Several years ago, I had the opportunity to travel to the island nation of Haiti, to help out at a local mission. As is common for trips like this, daily group devotions were part of the schedule, and one evening several of us were sitting on the flat roof of the school building, overlooking the water. (By the way, that sea happened to be one where cruise ship passengers, paying hundreds or thousands of dollars, would float though on a tour!)
In the waning light, some fishermen were putting out a net. With one side held afloat by various buoyant household and scrap items (like milk cartons or foam insulation), the team spread the net out in the water from the boat. Then, the net was pulled in to capture any fish that were within its reach. This wasn’t a quick process, and the boat had no winch or motor, but together the fishermen were able to bring the in net – along with any catch that it had brought up – with practiced and experienced hands.
These fishermen reminded me of some of Jesus’ disciples, who were also fishermen.
Now as Jesus was walking by the Sea of Galilee, He saw two brothers, Simon who was called Peter, and Andrew his brother, casting a net into the sea; for they were fishermen. And He *said to them, “Follow Me, and I will make you fishers of men.” Immediately they left their nets and followed Him.
MATTHEW 4:18-20 NASB
I imagine certain followers of Jesus – like Andrew, Peter, James, and John – fishing much like these Haitian fishermen were doing – casting out nets from the shore or from a boat, and pulling in what they could.
The fishing isn’t that good off the shore of Haiti in the location where we were. The fishing run that we watched from the roof of the mission didn’t seem to be very productive. These fishermen might have caught enough for a meal or two that evening, or maybe enough to sell so that they could support their families for another day. This wasn’t an industrial fishing expedition (nor even a miraculous catch like the ones we read about in Luke 5:4-7 and John 21:4-11), where extra fish are falling out of the boat as they flop against each other.

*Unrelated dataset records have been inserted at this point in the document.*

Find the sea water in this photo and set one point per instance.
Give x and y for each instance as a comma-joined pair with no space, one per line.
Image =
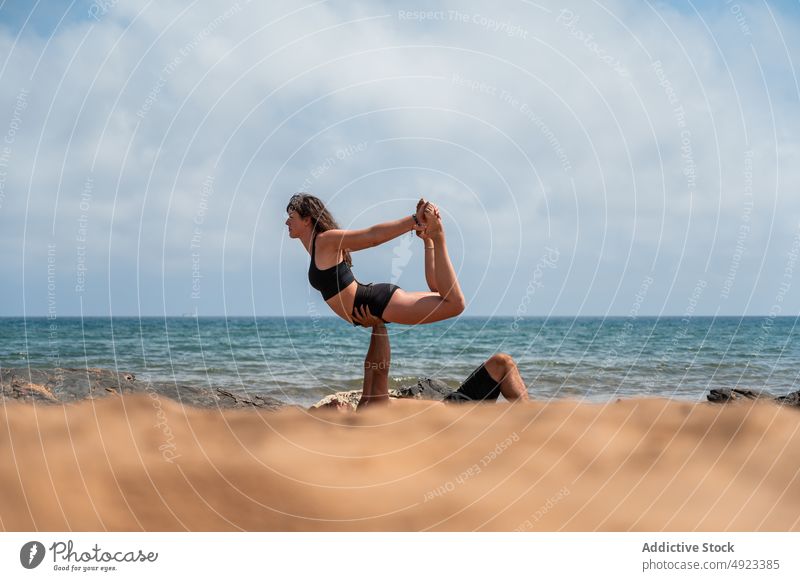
299,360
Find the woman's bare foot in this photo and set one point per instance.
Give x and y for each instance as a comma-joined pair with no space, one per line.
433,220
420,213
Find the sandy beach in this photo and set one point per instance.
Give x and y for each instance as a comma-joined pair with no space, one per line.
131,463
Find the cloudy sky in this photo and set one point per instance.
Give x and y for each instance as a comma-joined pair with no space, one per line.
590,158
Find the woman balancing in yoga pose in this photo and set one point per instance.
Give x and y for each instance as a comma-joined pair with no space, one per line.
329,271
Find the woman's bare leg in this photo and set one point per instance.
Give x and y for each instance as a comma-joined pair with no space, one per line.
376,369
446,282
501,368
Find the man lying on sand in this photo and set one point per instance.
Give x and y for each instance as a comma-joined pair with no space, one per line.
496,375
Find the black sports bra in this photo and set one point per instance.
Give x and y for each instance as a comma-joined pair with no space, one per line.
331,280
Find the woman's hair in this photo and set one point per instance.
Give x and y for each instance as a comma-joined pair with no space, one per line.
308,206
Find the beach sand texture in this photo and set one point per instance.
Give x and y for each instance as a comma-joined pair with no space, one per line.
134,463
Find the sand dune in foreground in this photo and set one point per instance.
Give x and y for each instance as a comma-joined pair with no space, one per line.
136,463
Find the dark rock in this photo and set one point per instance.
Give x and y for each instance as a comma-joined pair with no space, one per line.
725,395
426,389
431,389
66,385
792,399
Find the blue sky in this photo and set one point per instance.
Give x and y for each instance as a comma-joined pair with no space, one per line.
590,159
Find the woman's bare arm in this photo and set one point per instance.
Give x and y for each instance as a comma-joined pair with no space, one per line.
354,240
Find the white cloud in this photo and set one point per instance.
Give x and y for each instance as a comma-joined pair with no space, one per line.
496,113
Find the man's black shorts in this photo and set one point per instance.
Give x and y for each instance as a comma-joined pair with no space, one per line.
479,386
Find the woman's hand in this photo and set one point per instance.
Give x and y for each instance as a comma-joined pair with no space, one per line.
424,209
433,220
420,214
363,317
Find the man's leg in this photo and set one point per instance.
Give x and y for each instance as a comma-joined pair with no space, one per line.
503,370
376,369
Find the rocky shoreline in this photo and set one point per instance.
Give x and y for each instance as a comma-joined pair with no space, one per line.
68,385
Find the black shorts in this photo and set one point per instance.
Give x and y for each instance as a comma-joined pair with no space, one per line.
479,386
375,296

These fishermen couldn’t sell this catch and then just take a few days off. While I don’t know if they also had other jobs during the day, if this was their only vocation, leaving their net would mean leaving their livelihood – no food, no support for their family, no security. I think that this was more like what the disciples’ choice looked like. We don’t know if they had children, but Peter was married, and many – if not all – of the apostles had other jobs when they were called. Some people might have thought that their choice to follow Jesus was cavalier or irresponsible. The disciples knew who they were following, though, even if they didn’t understand all of the details, and they had decided (correctly) that it was even more important than all those other things.
For me, following Jesus like the early disciples doesn’t mean leaving literal nets. When I do fish, I tend to do so with a hook and line, and would likely not be able to support myself – much less a family – with my meager fishing skills. Instead, following Jesus means leaving my identity on the shore, along with my stubborn pride and my faulty selfish desires. It means that I may give up some of my security blankets, trusting God to provide for my “daily bread”. It may obligate me to be generous with the materials and financial goods that I have (rather than putting my trust in them, instead of Him). It might mean taking a step of faith that prevents me from knowing where my next paycheck will come from, only to find it in a multiplied lunch of loaves and fishes (as God, in some fashion, takes care of me and my family today).
Perhaps if I considered the sacrifice made by fishermen, whose net represented their ties to self-sufficiency, I can be reminded that my sacrifice should be no less than theirs. In exchange, I can look forward to a reward that – while undeserved – is no greater than theirs. Maybe you can, too.